Sendit Ballistics, my own calculator, has a great reputation for accuracy. My algorithm takes a lot into consideration, and this results in excellent performance for medium to long range shots. However, the truth is that most all ballistic calculators will give reasonably good data.
While calculating trajectories in compressible flow (bullets flying quickly through air) requires advanced mathematics, it’s a fairly mature field. The reason your calculator gives you bad data probably has nothing to do with the calculator’s algorithm. Rather, it is a phenomenon known as GIGO: Garbage In, Garbage Out.
Your ballistic calculator relies on the following data, in order from the most important to least important:
- Ballistic Coefficient – This is generally a “G1” or “G7” class coefficient. All it means is that the bullet is benchmarked against a standard shaped object, and its performance is measured relative to that well known drag profile. You can get real nonsense if you input a G1 BC in place of a G7 BC.
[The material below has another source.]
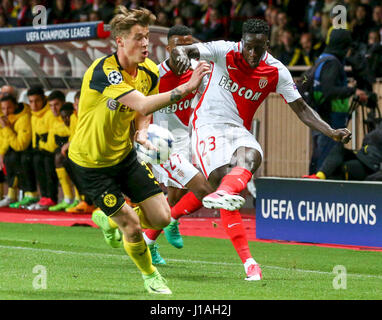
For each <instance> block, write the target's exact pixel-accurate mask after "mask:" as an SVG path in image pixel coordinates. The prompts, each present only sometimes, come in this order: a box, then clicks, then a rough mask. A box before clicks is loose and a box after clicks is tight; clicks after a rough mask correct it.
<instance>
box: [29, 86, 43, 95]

- Muzzle Velocity – Get this too wrong, and your range card will be useless past 500 meters.
- Weight – Inputing the wrong weight will make your bullet seem to perform better if it is too heavy, or worse if it is too light.
- Zero range – If you input the wrong zero range, by a large margin, you can easily get unhelpful corrections.
Less important: scope height, weather, twist rate, Coriolis effect.